Quand une entreprise change de mains, il arrive que certains associés souhaitent revendre leurs titres. Qu’il s’agisse d’actions de SA ou de parts de SARL, il convient alors de déterminer précisément la valeur de chaque unité.

C) Cas pratique

Imaginons un rachat de SCI : avant toute cession de parts, l’acquéreur doit connaître la valeur réelle de chaque part. Attention, la valeur nominale diffère de la valeur de marché. La première correspond à la valeur d’apport, la seconde à l’estimation actuelle, tenant compte de l’évolution de l’actif. En cas d’achat, le prix à régler sera la valeur de marché.

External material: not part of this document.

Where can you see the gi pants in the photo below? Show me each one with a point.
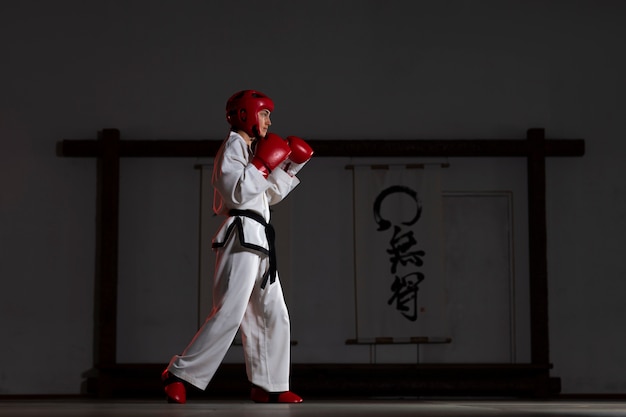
(240, 302)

Pour s’assurer du bon montant, certains font appel à des spécialistes ou à des sites spécialisés. Mais il existe aussi une formule simple : additionner la valeur nominale et le capital social, puis diviser le total par le nombre d’associés.

Ces outils ne dispensent pas d’une réflexion sur-mesure. Rien ne remplace l’analyse d’un expert ou d’une plateforme de confiance comme LegalVision. Vous voilà désormais armé pour estimer la valeur d’une société, d’une part sociale, ou d’une action.

Envie de céder vos titres ? Prenez contact avec nous : notre équipe est là pour vous accompagner.

La valeur d’une entreprise ne se résume jamais à un chiffre figé : elle s’ajuste, se discute, s’anticipe. C’est dans cette marge de manœuvre que se joue l’avenir d’une négociation. À chacun d’en tirer le meilleur parti.